BİR DAVA BÖYLE ADAMLAR İSTER
Merhum Abdürreşid İbrahim, Alem-i İslam adlı hatıratında birbirinden ilginç anılar anlatır. İşte onlardan biri: "Ben buradan Gombo-Jap cenaplarından ayrılarak, doğru bulunduğum otele gittim, biraz istirahattan sonra çay içeceğim. O arada bizim misafirhane sahibi geldi- elinde bir gazete var- dedi ki:
-Siz bu gazeteyi okuyamaz mısınız?
-O ne gazetesi?
-Ermeni gazetesi.
-Ya, siz Ermeni misiniz?
-Evet, Ermeniyim, fakat burada(Çin'i kastediyor) doğmuş, burada büyümüşüm; Ermeni lisanı bilmiyorum.

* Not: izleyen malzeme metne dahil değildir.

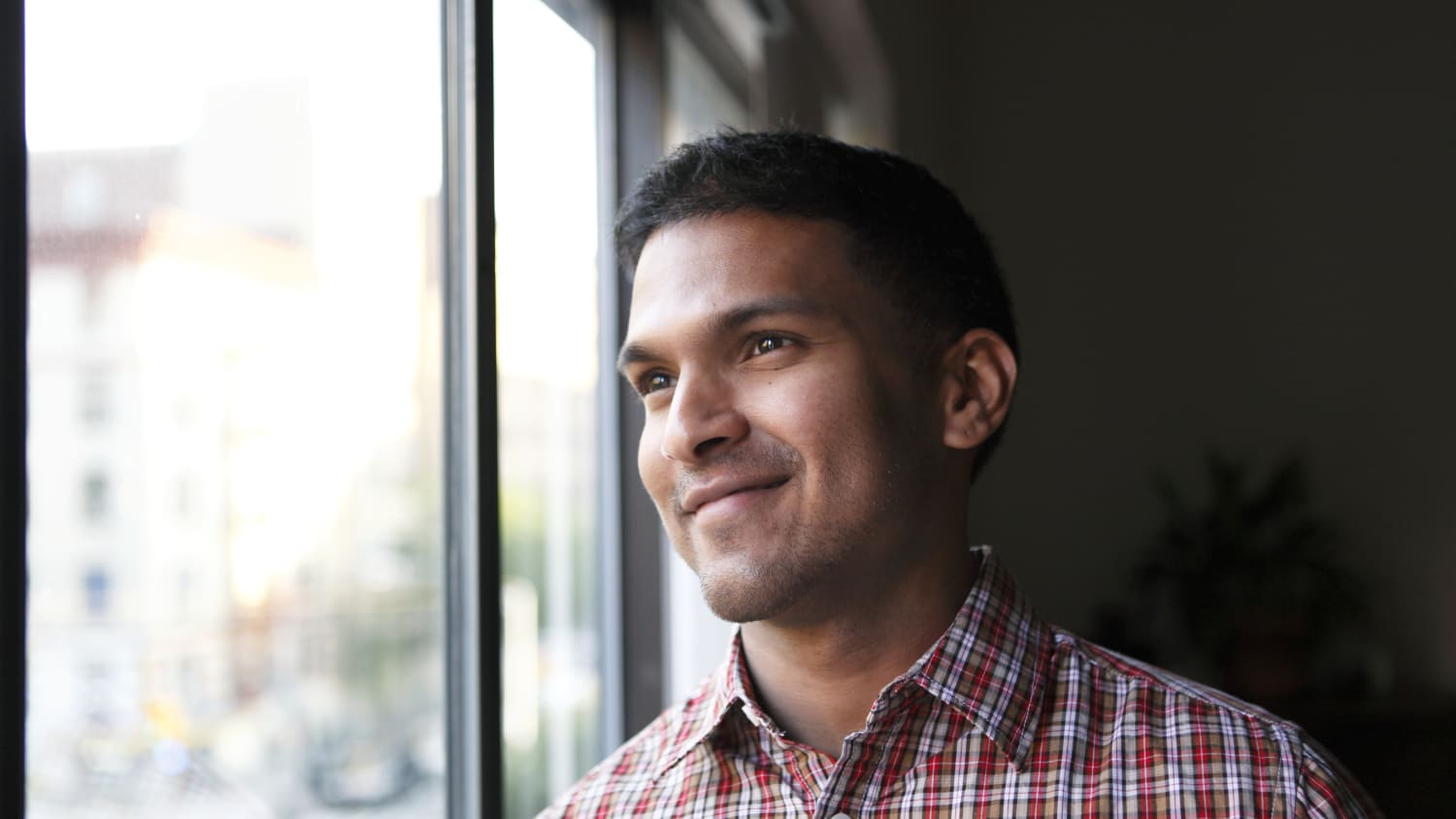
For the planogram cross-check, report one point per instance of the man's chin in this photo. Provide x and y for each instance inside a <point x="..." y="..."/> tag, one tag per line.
<point x="747" y="597"/>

-Bu gazeteyi nereden buldunuz? Nerede çıkıyor?
-Ben gücüm dahilinde bir yardım olsun diye para göndermiştim, fakat ne yazık ki, okuma bilmiyorum. Asıl gazete Kafkas'ta çıkar.
-Okuma bilmiyorsan gazeteyi ne yapacaksın? Ne lüzumu var ki para veriyorsun?
-Az da olsa millete fayda sağlar, maksadım budur…
VAPUR MU KÜTÜPHANE Mİ?
Abdürreşid İbrahim kendisini Çin'den Japonya'ya ulaştıran Hozan Maru adlı Japon vapurda gördüklerini şöyle anlatıyor: "Hozan Maru on iki mil üzerine yol alıyor, vapurda tayfa yolcu farkı kalmadı; hep gemi tayfası efendi kesildi, mütalaaya daldı, vapurumuz hemen bir kütüphane şeklini aldı. Herkes vapurun her tarafında karyolalara uzanmış, bazılarının elinde kitap, bazılarının elinde gazete hep mütalaa ile meşgul bulunuyorlardı. Yalnız, Amerika'ya gitmekte olan birkaç Rus amelesi vardı, bunlar okuma bilmedikleri için her yerde güvertede uzanmış yatmakta idiler. Ama Japonlar hep mütalaa ile vakit geçirmekte idiler. Hatta büfede hizmet etmekte olan aşçılar ve garsonlar dahi hep okumakta idiler. Vapurun kaptanı ara sıra gelir, yolcuların hatırını sorardı. Bir şey lazım olursa kendisine söylememizi rica ederdi. Bu suretle benim kütüphane deniz üzerinde tam kırk saat yol aldı, insanın burada gördüğü insanca muamele söylemekle tükenmez, o kadar hoş idi."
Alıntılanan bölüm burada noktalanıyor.